第二天,燕王府。
朱允炆處理好所有的事情之後,就來到了燕王府。現在洛兒死了,他更加沒有什麼可以忌諱的了!
“皇叔真是好興致,這種時候還有閒情逸致下棋?”朱允炆看著氣定神閒的朱棣,氣就不打一處來!出言諷刺道。
“允炆來了啊?坐啊。”朱棣頭也不回的招呼著:“這種時候,不下棋還能做什麼呢?本王又出不去,你說是不是?”
“你!朕倒要看看,你聽了朕給你帶來的訊息之後,還能不能這麼冷靜!”朱允炆冷冷的嘲諷道。
聞言,朱棣挑眉:“哦?不知道皇上給本王帶來的,是什麼樣的訊息?”
朱允炆坐了下來,雲淡風輕的道:“昨天晚上,洛兒去世了!”
朱棣剛準備落子的手聞言就停住了,不可置信的抬頭看著朱允炆:“皇上在跟本王開玩笑嗎?”
“四叔,你看朕的樣子,像是在開玩笑嗎?朕已經把洛兒的身後事都處理好了,朕把她放在竹筏裡,順流而下了。四叔,不要這麼瞪我,這是洛兒的意思!”
朱棣心痛如絞,看朱允炆的樣子不像是開玩笑的!閉了閉眼:“滾!”
“燕王,你可知道你在說什麼?!”聽到朱棣失控的要他滾,朱允炆可謂是開心無比!能讓朱棣失控的,恐怕也只有洛兒了吧?
“本王說滾!聽不懂嗎!難不成要本王再說第三遍?!”朱棣打翻棋盤和棋子,大聲的吼道。
聞言,朱允炆臉上還是一派的雲淡風輕,他起身整理了衣衫,然後冷漠的看了朱棣一眼,這才離開。
而徐王妃聽到朱棣的怒吼聲,從裡屋出來,看到的就是朱棣大吼著趕朱允炆離開的場景,嚇得都不敢吱一聲兒,等到朱允炆離開,徐王妃才敢上前去扶住朱棣,柔聲問道:“王爺,這是怎麼一回事?”
“妙雲,洛兒她、她死了、死了!她怎麼可以?怎麼可以就這麼死了?!”朱棣語無倫次的趴在徐王妃的肩膀上說道。
夏洛兒?夏洛兒死了?!徐王妃驚愕的說不出話來。可是當她感到肩膀上的溼意之後,驚愕變成了苦澀的笑。不論是以前還是現在,能讓王爺有各種情緒的人,都只有夏洛兒一人!
“王爺,您放心,臣妾認識的夏洛兒,是不會這麼輕易就死的!王爺您也說了,洛兒被關了將近七個月,說不定,說不定這是洛兒的脫身之法呢?”徐妙雲安慰道,雖然她知道皇上沒有理由說謊,但是若是不那麼安慰,王爺會崩潰的!等等!崩潰?!
“王爺,臣妾有辦法了!”徐妙雲突然大聲喊道。
聞言,朱棣不解的看著她:“你在說什麼?”
“王爺,您不是一直在煩惱如何有正當的理由裝瘋麼?這、這不就是一個最好的機會嗎?”徐妙雲激動的說道。
聽了她的話,朱棣緊鎖著眉頭。
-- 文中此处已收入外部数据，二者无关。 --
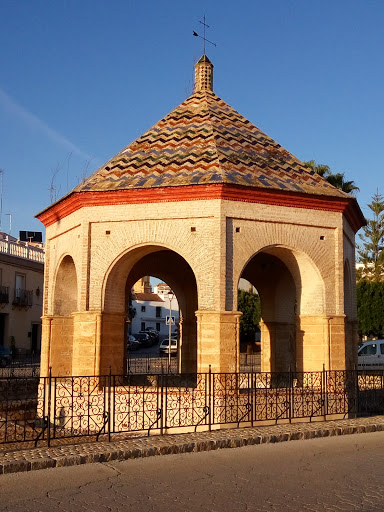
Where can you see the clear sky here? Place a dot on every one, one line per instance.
(81, 79)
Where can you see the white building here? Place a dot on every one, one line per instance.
(21, 294)
(152, 308)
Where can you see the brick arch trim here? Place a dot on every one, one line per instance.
(310, 287)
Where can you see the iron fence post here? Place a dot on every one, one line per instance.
(211, 398)
(110, 412)
(162, 407)
(324, 392)
(49, 405)
(357, 394)
(291, 394)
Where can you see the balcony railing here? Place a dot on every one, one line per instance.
(22, 298)
(22, 249)
(4, 294)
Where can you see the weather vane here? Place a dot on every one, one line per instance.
(203, 38)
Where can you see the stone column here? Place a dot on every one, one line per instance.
(321, 340)
(99, 343)
(188, 349)
(56, 345)
(278, 345)
(218, 341)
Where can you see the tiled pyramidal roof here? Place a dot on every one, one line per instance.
(205, 141)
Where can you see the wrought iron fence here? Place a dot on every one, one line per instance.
(50, 408)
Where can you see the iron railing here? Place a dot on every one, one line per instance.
(50, 408)
(22, 298)
(4, 294)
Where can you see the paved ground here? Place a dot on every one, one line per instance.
(328, 474)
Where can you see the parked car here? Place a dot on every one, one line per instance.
(152, 332)
(5, 356)
(154, 336)
(133, 343)
(144, 339)
(370, 356)
(164, 347)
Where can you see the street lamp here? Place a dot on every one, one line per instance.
(171, 296)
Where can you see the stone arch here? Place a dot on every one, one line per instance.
(291, 288)
(128, 267)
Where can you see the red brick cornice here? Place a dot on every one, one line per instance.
(77, 200)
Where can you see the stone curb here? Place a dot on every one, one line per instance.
(71, 455)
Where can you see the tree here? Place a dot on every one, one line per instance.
(337, 179)
(249, 304)
(371, 255)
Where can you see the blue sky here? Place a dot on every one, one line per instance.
(82, 79)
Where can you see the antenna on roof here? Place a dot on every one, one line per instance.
(203, 37)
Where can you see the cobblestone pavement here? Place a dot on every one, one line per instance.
(337, 474)
(13, 460)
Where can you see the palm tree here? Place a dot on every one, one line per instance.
(337, 179)
(320, 169)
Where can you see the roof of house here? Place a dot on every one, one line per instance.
(205, 141)
(148, 297)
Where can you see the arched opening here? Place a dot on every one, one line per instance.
(153, 326)
(167, 266)
(290, 289)
(64, 304)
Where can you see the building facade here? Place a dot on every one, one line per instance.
(152, 309)
(21, 295)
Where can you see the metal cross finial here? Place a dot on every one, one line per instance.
(203, 38)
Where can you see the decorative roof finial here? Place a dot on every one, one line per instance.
(204, 75)
(203, 38)
(203, 68)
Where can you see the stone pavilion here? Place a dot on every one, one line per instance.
(200, 200)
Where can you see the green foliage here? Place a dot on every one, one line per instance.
(249, 304)
(371, 254)
(337, 179)
(370, 308)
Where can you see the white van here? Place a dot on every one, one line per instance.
(370, 355)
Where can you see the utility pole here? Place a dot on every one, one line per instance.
(1, 196)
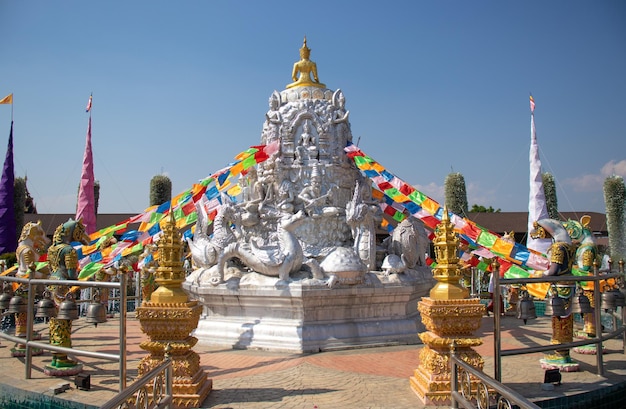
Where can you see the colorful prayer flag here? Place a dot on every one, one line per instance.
(8, 234)
(86, 209)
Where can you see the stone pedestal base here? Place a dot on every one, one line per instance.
(190, 385)
(449, 321)
(307, 316)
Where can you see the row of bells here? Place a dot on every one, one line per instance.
(68, 310)
(556, 306)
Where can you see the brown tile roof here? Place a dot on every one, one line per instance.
(497, 222)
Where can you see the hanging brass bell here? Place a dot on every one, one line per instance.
(581, 304)
(17, 305)
(96, 312)
(608, 300)
(68, 310)
(46, 308)
(526, 309)
(5, 299)
(556, 307)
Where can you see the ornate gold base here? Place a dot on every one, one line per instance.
(170, 324)
(448, 321)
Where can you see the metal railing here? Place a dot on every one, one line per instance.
(597, 340)
(30, 344)
(139, 394)
(463, 375)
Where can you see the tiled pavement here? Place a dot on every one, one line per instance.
(357, 378)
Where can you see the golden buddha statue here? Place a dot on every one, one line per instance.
(307, 70)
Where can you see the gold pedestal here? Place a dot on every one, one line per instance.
(447, 321)
(171, 323)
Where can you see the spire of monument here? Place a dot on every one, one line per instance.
(304, 73)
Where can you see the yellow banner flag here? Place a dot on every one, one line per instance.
(7, 100)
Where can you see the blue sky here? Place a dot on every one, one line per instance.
(432, 87)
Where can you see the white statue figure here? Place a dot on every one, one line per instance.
(277, 261)
(409, 243)
(204, 249)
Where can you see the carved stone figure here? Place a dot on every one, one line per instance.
(561, 258)
(31, 243)
(305, 71)
(148, 265)
(273, 118)
(361, 218)
(277, 261)
(586, 254)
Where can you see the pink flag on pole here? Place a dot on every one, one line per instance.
(537, 207)
(86, 209)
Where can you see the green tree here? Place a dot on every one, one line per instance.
(482, 209)
(549, 190)
(19, 203)
(455, 193)
(614, 199)
(160, 190)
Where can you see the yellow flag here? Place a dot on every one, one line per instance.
(7, 100)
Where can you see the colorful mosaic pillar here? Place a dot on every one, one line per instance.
(168, 319)
(450, 317)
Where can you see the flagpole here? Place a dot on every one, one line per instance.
(537, 208)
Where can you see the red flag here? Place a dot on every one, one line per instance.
(86, 209)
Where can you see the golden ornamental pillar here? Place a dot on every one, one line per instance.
(169, 318)
(449, 317)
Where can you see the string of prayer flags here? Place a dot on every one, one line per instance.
(430, 212)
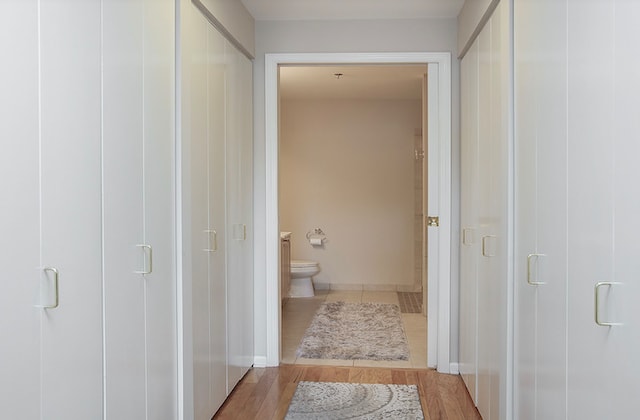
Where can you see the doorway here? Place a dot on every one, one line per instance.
(439, 190)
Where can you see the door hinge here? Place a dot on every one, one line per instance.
(433, 221)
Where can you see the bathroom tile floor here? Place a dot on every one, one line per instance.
(297, 315)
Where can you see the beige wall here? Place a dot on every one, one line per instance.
(421, 35)
(346, 166)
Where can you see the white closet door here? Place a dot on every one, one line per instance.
(198, 195)
(70, 110)
(123, 210)
(159, 204)
(603, 209)
(541, 209)
(239, 216)
(469, 248)
(138, 217)
(216, 127)
(20, 221)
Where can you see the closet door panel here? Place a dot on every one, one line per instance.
(239, 192)
(159, 204)
(469, 249)
(198, 201)
(592, 348)
(540, 113)
(20, 226)
(71, 207)
(486, 266)
(627, 265)
(551, 211)
(216, 128)
(526, 223)
(123, 183)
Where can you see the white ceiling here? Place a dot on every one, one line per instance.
(352, 9)
(357, 81)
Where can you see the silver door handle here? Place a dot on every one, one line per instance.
(212, 240)
(530, 257)
(147, 264)
(485, 248)
(467, 236)
(56, 275)
(597, 304)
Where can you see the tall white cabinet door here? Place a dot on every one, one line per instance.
(216, 130)
(139, 291)
(469, 248)
(159, 209)
(603, 209)
(239, 214)
(70, 109)
(541, 209)
(20, 225)
(123, 183)
(205, 78)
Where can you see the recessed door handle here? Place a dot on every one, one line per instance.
(147, 263)
(486, 251)
(212, 240)
(56, 300)
(530, 259)
(597, 304)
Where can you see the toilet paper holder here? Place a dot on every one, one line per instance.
(316, 236)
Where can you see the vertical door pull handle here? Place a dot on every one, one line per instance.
(212, 240)
(467, 236)
(239, 232)
(486, 252)
(530, 259)
(147, 264)
(597, 304)
(56, 300)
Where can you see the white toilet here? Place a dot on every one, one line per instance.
(301, 273)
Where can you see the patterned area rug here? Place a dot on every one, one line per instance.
(410, 302)
(333, 400)
(355, 331)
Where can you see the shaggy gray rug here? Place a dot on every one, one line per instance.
(352, 331)
(332, 400)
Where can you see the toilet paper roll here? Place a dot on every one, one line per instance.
(315, 241)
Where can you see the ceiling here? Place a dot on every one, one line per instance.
(366, 81)
(352, 9)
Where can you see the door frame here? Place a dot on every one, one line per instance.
(439, 191)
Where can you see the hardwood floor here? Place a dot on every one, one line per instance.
(265, 393)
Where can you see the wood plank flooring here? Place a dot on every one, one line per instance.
(265, 393)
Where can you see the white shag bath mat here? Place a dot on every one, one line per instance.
(333, 400)
(355, 331)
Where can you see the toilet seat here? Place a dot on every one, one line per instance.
(303, 263)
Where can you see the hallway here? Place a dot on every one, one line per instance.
(265, 393)
(298, 313)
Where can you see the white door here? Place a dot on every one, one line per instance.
(139, 291)
(51, 229)
(541, 209)
(239, 213)
(603, 210)
(469, 248)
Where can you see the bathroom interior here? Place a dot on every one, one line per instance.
(351, 197)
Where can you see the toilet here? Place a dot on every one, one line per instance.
(301, 273)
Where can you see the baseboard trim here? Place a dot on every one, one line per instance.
(259, 361)
(454, 368)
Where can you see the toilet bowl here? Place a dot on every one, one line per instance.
(301, 273)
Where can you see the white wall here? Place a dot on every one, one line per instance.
(418, 35)
(347, 167)
(471, 20)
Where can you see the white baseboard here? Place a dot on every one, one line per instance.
(454, 368)
(259, 361)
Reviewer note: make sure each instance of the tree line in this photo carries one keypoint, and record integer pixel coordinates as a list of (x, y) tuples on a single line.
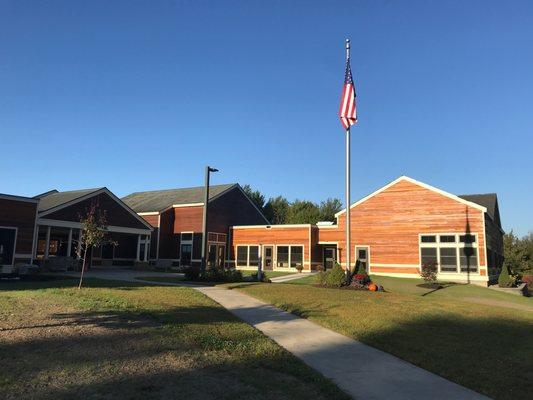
[(278, 210)]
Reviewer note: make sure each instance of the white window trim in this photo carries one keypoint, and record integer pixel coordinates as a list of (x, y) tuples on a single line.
[(457, 245), (14, 244)]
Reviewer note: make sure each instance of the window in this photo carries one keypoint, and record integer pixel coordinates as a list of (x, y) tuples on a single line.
[(453, 253), (448, 259), (467, 239), (242, 256), (186, 236), (447, 238), (253, 261), (297, 256), (468, 259), (283, 256), (429, 254)]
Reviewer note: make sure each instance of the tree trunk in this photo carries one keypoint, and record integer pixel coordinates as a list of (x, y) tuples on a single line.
[(83, 267)]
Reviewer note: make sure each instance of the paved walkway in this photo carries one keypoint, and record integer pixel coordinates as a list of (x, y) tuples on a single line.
[(360, 370)]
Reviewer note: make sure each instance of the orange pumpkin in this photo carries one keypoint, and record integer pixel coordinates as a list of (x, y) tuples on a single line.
[(372, 287)]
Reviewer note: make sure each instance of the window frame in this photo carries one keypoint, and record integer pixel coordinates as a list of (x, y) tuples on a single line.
[(457, 245)]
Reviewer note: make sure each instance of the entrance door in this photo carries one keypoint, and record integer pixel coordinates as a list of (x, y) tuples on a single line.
[(362, 257), (7, 245), (221, 255), (329, 256), (268, 258)]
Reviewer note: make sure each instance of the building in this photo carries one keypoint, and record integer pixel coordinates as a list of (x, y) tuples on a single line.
[(46, 229), (17, 229), (394, 230), (177, 218)]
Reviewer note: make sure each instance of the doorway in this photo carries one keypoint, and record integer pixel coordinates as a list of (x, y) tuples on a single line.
[(7, 245), (329, 256), (362, 257), (268, 258)]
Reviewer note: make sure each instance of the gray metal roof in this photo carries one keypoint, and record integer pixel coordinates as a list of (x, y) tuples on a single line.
[(159, 200), (55, 198), (487, 200)]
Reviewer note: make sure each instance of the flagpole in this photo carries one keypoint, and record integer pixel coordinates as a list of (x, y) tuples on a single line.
[(348, 242)]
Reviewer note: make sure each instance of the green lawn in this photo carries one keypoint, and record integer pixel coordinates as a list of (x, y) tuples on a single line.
[(132, 341), (475, 336)]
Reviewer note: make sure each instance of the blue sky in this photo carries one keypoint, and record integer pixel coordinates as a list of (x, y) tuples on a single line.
[(140, 95)]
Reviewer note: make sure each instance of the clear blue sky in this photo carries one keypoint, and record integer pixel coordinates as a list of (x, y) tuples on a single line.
[(140, 95)]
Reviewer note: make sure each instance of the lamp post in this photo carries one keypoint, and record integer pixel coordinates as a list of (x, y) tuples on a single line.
[(208, 170)]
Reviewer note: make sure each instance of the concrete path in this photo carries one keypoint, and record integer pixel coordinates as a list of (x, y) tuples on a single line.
[(290, 277), (360, 370)]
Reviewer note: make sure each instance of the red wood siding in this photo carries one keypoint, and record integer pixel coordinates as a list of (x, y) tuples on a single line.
[(391, 221), (21, 215)]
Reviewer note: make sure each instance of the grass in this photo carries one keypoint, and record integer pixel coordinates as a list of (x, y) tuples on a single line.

徐妙雲繼續道:“王爺,若是這真是洛兒的脫身法,那只有咱們能夠脫身,才能夠去找洛兒啊!”
聞言,朱棣眼裡精光一閃,像是決定了什麼。
又過了一天,有人慌慌張張的來到朱允炆的寢宮:“皇、皇上!”
正在著裝的朱允炆不悅的皺眉:“何事?”
“回、回皇上,剛剛燕王府的人傳話,說、說、說是燕王、燕王他、他、他瘋了!”來人結巴的吞著口水努力的把話說完。
“什麼?瘋了?”朱允炆錯愕的看著來人。
“回皇上,此事千真萬確。”
“備轎!”
“是!”
燕王府。所有的人都頭疼的看著站在樹上的燕王:“王爺,您下來好不好?”
“皇上駕到!”隨著這一聲,所有人都驚慌的看著樹上的朱棣,一邊跪下迎駕一邊焦急的道:“王爺,您下來吧。皇上來了!王爺!”